Sobre essas histórias, carreira e o documentário "The Man Behind The Guitar", que será lançado ano que vem, mas ja tem trailer divulgado, tudo pode ser lido/assistido/ouvido nessa entrevista exclusiva.



Bom, primeiramente quero dar parabéns pelo seu trabalho. Eu, como muitos brasileiros, não conhecem ele. Fui conhecer pelo convite de ver o documentário e a sinopse me chamou muito a atenção.

Fiquei feliz que você veio, valoriza mais ainda a entrevista e também tem ideia de quem eu sou.

Você, Airto Moreira e Flora Purim (eu mesmo não reconheci que o Airto estava do meu lado na pré-estreia do filme, só notei após pesquisar mais para a entrevista) são alguns dos artistas que fora tem um destaque e aqui passa despercebido, você mesmo deve passar pela rua e a galera nem conhece... O que você acha sobre isso de não serem notados no seu próprio país e serem conhecidos no resto do mundo?


A minha geração dos anos 70, principalmente de São Paulo, que nessa época era forte na música instrumental (enquanto o Rio era ligado a Samba e Bossa Nova) entramos no instrumental também, Hermeto Pascoal estava em São Paulo e a Flora a gente ouvia direto, ela tava em contrato com a Warner e em cada vinil o pessoal que tocava com ela incrível... Era George Duke, Stanley Clarke... músicos incríveis e a percussão era do Airto, todo mundo gravou com ele, artistas como Milton Nascimento... elas eram muito fortes, mas ai vai mudando as fases musicais, gerações vão mudando.


Pelo que eu vi, você deu uma estudada na parte musical, com a ideia de ir fazer carreira fora... 

Exatamente, naquela época eu comecei com bandinhas tocando Beatles/Pop e o que ouvíamos no rádio, comprando LPs de Beatles/Stones e depois fomos pro Jazz e aí fui pra música clássica, me formei na Academia Paulista e a ideia era conhecer as feras de fora, então fui me aventurar em NY, que era o lugar ideal, pela quantidade de músicos bons, de clubes, a intensidade e as possibilidades. Era a cidade da época.
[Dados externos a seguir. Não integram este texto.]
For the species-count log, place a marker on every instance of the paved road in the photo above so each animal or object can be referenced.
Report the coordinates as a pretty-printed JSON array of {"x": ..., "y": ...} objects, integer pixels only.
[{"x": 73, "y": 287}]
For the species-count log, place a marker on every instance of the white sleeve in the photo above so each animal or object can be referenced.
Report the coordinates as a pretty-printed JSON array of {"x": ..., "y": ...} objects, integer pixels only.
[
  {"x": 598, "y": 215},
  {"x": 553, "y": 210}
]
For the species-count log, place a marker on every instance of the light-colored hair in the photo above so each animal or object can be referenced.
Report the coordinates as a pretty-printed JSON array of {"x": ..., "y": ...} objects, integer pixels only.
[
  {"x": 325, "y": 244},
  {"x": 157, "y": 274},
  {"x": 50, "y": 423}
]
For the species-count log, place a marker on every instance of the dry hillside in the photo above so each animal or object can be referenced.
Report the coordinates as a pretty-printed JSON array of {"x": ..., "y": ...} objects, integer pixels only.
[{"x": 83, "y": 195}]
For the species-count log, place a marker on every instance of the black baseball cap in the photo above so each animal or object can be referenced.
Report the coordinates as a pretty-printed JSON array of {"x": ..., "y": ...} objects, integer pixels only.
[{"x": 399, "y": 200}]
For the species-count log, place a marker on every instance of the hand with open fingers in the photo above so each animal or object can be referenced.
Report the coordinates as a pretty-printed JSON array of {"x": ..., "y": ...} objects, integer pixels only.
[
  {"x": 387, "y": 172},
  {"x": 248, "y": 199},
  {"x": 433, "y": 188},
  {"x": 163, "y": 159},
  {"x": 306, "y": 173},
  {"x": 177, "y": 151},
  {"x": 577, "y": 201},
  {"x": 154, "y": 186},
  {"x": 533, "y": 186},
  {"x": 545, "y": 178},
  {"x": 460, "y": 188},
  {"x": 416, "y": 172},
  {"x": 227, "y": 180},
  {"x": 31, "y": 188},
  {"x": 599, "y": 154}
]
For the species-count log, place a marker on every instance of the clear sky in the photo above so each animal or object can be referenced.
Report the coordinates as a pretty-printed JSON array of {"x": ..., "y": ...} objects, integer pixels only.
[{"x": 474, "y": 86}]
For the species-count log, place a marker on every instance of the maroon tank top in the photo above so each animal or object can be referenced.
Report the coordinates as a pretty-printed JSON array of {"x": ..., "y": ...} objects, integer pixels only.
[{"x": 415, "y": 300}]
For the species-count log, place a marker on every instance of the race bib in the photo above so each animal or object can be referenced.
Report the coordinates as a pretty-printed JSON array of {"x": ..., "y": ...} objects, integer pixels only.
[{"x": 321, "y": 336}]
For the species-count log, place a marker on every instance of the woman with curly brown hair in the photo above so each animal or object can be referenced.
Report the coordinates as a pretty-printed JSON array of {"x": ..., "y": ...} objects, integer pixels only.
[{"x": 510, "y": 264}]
E em que momento que o Harry Belafonte foi te conhecer e convidar a fazer parte da banda?


Foi em 1979, eu estava fazendo gigs em NY com Herbie Mann (grande flautista) e os brasileiros da época, como Naná Vasconcelos e Portinho (grande baterista) e o Harry Belafonte queria um segundo guitarrista, aí puseram meu nome lá e eu recebi um telefonema "oh, os músicos puseram seu nome lá e estamos precisando de guitarrista", então fiz umas três sessões antes deles se decidirem e no fim deu certo. Casou meu estilo, com o que ele queria, tanto que fui crescendo na banda, me tornei o único guitarrista, depois diretor musical, mudei arranjos de hits como Matilda e Banana Boat, que ele tinha que cantar, mas queria uma roupagem diferente, então trouxe influências diferentes do Brasil, para o trabalho dele.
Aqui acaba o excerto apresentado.